Humphreys and his colleagues mention that the Jemez Granodiorite is about 1.5 billion years old. However, it sits next to volcanic intrusions that have pumped up the temperature considerably. The rise in temperature has allowed all the helium to escape from the deeper zircons, and they remain warm enough to be open, so that helium escapes pretty much at the same rate at which it is produced.
Humphreys' argument is that the deep zircons still contain more helium than they should, based on extrapolating the measured diffusion rates. The equilibrium amount (where the production equals the diffusive loss) at the diffusivity he measured in the shallow zircons would predict that the deep zircons should have thousands of times less helium than what they actually have.
The only real puzzle here is that the zircons at the surface reportedly contain 58% of the helium that should have been produced, if you assume that all the lead in the zircon decayed from uranium (inevitably producing a set amount of helium in the process). One would have expected the loss of much more than 42% of all the helium that the zircon presumably ever contained due to (a) leakage prior to the first closure after formation of the zircon, (b) radiation damage in the time since the first closure, (c) any reheating due to magmatic intrusions in the caldera, and (d) radiation damage since event "c".
Your model presented here - involving substantial heating of even the near-surface zircons - should leave no more than a few million years worth of helium. Instead we find nearly a billion years worth. So either your model is wrong, or the age of the Earth is only a few thousand years.
My guess (which is not very well informed, so I'll be happy to bow to superior knowledge here) is that after annealing (healing) of the now near-surface crystals in event "c", the crystals once again became open due to the accumulation of radiation damage, and since then have been taking in a lot of excess helium.
I think you are implying that the zircons absorb helium from other sources, not just internally generated from U and Th decay.
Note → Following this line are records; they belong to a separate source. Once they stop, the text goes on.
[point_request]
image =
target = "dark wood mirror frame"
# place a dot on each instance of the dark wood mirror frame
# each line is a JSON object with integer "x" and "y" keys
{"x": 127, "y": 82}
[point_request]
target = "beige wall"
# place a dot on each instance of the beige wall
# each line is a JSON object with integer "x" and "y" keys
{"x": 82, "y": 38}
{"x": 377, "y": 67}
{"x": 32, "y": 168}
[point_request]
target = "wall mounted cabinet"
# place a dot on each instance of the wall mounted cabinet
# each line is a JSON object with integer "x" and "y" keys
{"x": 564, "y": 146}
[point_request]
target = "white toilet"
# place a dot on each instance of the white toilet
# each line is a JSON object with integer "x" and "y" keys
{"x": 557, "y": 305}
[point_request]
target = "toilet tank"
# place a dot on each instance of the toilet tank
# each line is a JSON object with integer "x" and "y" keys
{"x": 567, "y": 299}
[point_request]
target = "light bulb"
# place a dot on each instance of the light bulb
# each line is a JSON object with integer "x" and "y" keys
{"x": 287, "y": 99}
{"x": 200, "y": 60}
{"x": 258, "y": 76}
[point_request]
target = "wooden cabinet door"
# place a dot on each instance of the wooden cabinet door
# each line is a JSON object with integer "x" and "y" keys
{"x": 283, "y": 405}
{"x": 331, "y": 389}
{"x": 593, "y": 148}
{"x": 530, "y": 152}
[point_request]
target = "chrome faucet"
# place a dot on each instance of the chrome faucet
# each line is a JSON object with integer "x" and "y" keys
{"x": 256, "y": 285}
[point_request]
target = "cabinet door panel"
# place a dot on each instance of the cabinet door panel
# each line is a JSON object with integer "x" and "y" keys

Humphreys refutes this model by pointing out that the helium levels in the borehole are essentially zero. There is insufficient partial pressure of helium to force it into the zircons.
First, the last active phase of the Valles Caldera probably effectively emptied the near-surface zircons of any argon that they may have contained at that point.
Do you mean helium? Not "argon"?
If so, then the near surface zircons should contain very little helium - only a few hunderd thousand or a few million years worth. They have a thousand time more than that.
Second, there must be a lot of helium seeping up from the depths, due to the intrusions and the warmed and open zircons nearby.
There is no significant partial pressure of helium in the borehole, so your model must fail, unless you can show that the helium pressure must have been much higher in the past. I don't see how it could be.
I think the radiation damage is the best point of your post. It is another aspect of Humphreys' pattern of comparing apples to oranges in his measurement of helium diffusivity. The shallow zircons shoud have higher difusivity because they are more damaged, having higher levels of uranium and being colder, which prevents annealing of the damage.
Add that to my previous observation that the helium levels of the shallow zircons are thousands of times higher, then it becomes obvious why this graph (figure 8) SHOULD have a discrepancy of 100,00 times between the diffusion rates measured for one zircon compared to a completely different zircon found deeper in the same hole...
http://www.globalflood.org/graphics/...s/image069.jpg
The deeper zircons (point 5) have less helium, less uranium, and less radiation damage. That is why its diffusivity is 100,000 times less, as shown on the graph.
Can any YECreationist find fault with this analysis?
If not, then can any YECreationist deny that the helium diffusion argument is seriously flawed?